3 Mar

The History of Circuit Boards

Printed circuit boards, which are also known as the printed wiring cards or printed wiring boards, physically connect two or more electronic components together. These are parts of an electronic device which create a circuit in order for the electronic device to work. Printed circuit boards are usually found in computers, like the mother board for an example. They can also be found in other electronic devices such as a mobile phone, a television, a calculator, an electronic wristwatch, a tablet or just simply any device which runs using electricity.

When Did It Start?

The printed circuit boards started as early as the year 1900s. In 1925, Charles Duncan, created an electronic pattern directly printed onto an insulated board. This was improved after the Second World War, by the year 1943, when Paul Eisler was able to build a fully functional printed circuit board.

PCB-FabricationBefore printed circuit boards were developed, the point-to-point construction was used first. People used wires to connect each electronic device together. However, devices which were made to work using this method were usually big and bulky in size and users are usually experiencing device breakdown. Once the device breakdowns, repair is needed and this repair usually requires replacement of the wires or the connecting sockets of the circuit board. During these times, the wires are usually weak and upon insulating electricity, these wires wear down, which causes the device to short circuit.

By the year 1920s, most radios and gramophones took advantage of circuit boards. To prevent the devices from experiencing short circuit, woods were used to fit the device to rivet the circuit board.

The printed circuit boards were highly regarded and highly improved during the years 1950s to 1960s. Some patents were made in order to give enhancement in the design and efficiency of the circuit boards. At first, the circuits were printed on one side of the circuit board. Eventually, multilayered circuit boards were invented, wherein a lot of circuits can be directly printed onto one circuit board.

How Does It Work?

Most circuit boards are made of conductive material, usually copper. A thin foil of copper is etched onto the board. All lines and connections of the circuit board are designed to reach and connect with the electronic component properly to prevent any possible issues. These patterns are done on both sides of the board. However, to create cheaper ones, the pattern is printed on one side only, particularly at the bottom.

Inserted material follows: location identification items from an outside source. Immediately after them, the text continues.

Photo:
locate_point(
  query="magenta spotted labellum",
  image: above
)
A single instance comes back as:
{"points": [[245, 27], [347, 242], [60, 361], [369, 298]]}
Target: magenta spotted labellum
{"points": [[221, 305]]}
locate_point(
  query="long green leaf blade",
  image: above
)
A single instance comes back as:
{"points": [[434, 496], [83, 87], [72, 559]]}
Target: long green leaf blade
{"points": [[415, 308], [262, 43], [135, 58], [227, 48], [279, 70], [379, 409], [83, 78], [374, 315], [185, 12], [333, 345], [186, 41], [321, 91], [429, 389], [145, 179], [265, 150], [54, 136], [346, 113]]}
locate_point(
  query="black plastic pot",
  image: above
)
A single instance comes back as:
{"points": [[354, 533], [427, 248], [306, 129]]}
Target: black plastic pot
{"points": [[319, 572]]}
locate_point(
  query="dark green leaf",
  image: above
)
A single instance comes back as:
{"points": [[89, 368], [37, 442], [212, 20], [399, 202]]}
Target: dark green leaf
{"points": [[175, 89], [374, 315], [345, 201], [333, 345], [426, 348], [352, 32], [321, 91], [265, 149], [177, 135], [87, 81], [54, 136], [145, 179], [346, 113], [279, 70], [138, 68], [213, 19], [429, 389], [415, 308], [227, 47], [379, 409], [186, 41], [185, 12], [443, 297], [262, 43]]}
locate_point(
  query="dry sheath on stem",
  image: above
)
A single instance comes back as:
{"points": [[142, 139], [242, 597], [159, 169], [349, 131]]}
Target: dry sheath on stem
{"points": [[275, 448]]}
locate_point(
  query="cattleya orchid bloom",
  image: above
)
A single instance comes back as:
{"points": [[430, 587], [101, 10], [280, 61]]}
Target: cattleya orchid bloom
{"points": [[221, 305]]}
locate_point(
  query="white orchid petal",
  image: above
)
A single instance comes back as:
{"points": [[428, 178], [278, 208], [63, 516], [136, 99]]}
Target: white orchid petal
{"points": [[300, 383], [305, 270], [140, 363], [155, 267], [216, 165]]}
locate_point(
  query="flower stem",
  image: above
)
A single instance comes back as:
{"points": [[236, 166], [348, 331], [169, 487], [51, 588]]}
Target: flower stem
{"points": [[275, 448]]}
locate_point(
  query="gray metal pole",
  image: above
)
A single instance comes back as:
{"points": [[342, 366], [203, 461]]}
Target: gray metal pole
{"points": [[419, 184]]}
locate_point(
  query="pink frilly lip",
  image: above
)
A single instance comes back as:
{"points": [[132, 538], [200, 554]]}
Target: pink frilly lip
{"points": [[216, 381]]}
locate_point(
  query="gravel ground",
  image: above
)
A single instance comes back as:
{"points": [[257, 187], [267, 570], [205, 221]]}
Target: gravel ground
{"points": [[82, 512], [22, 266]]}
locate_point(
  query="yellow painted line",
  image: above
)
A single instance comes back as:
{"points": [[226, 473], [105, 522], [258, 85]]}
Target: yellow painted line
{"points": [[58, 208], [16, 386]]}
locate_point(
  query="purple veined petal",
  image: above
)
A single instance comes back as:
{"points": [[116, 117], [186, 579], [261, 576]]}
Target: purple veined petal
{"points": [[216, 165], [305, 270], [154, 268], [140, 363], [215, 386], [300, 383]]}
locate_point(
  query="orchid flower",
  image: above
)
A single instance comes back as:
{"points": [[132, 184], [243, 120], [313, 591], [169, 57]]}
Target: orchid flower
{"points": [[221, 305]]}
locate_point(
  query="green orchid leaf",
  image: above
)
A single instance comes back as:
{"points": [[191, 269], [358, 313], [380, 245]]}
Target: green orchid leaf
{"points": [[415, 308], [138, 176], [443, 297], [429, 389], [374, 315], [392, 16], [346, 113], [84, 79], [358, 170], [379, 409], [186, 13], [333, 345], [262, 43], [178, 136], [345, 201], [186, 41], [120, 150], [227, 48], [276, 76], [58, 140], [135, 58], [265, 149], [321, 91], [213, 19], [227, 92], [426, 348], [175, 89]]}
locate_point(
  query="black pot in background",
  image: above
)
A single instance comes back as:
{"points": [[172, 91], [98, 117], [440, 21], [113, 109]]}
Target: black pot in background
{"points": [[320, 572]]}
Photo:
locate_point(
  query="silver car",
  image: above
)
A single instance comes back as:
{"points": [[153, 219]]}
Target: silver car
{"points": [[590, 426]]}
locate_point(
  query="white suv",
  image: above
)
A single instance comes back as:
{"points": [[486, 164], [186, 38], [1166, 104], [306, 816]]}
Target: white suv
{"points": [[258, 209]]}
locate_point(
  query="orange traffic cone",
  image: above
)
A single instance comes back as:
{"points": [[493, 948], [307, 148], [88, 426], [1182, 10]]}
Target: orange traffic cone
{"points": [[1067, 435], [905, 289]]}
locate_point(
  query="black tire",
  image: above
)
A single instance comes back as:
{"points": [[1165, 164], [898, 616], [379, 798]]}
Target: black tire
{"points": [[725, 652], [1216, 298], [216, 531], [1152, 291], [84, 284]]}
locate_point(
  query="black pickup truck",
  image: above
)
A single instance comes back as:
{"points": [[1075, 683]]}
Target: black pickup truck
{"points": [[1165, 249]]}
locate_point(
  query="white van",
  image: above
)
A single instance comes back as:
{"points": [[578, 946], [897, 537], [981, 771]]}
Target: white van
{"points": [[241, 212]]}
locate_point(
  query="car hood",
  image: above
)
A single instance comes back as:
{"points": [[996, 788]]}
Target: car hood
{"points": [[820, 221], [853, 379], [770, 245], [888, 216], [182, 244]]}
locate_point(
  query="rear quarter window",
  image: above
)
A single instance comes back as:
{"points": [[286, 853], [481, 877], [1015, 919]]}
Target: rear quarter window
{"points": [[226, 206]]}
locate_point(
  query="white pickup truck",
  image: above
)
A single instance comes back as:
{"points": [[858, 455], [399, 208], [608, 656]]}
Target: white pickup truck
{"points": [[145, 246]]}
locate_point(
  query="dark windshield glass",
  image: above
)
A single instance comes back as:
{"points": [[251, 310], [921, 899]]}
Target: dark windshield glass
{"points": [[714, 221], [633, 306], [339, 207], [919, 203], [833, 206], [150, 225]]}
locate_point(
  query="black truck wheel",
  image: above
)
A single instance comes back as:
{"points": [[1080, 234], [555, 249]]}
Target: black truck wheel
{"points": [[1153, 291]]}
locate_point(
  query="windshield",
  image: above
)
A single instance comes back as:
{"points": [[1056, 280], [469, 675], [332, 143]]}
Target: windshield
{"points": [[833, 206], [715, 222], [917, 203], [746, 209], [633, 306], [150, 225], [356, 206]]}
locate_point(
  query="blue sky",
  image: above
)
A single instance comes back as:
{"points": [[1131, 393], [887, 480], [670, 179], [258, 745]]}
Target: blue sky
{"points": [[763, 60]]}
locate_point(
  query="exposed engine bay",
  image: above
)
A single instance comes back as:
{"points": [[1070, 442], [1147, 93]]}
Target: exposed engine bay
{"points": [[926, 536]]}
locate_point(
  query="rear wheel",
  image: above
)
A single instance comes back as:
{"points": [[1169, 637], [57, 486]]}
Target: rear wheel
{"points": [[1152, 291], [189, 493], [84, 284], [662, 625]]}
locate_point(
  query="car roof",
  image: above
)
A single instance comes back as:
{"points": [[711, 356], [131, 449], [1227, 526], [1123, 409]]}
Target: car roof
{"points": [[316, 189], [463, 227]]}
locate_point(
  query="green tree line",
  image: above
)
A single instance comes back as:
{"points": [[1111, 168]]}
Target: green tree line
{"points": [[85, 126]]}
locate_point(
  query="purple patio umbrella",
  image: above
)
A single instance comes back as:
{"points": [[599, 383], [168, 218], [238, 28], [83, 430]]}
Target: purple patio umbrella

A printed circuit board have a hole where you can place any electronic component wiring by inserting it through the hole and then soldering it to keep it in place, either by hand or through the use of a soldering machine. The hole, where the electronic component is placed, has a copper ring (also known as the annular ring). For some printed circuit board, you need to connect two or more boards in order to make it work. There will also be some times when the circuit board needs to be cut in places (either by v-score or mouse bite cut, both cuts are partial cuts on the board) so they can easily fit in place.

In order to protect the copper paths which makes the circuit, the circuit board will be placed with a soldermask. The soldermask gives the circuit board the common green color. It protects the circuit and prevents any solder jumper to break apart the circuit. Some components in the circuit board are not put in by holes. Some components have slots for parts which are not round in shape.

Lastly, a silk screen is used to provide a label for each electronic component. This is to ensure that anyone who will be looking at the circuit board will be able to recognize the parts easily.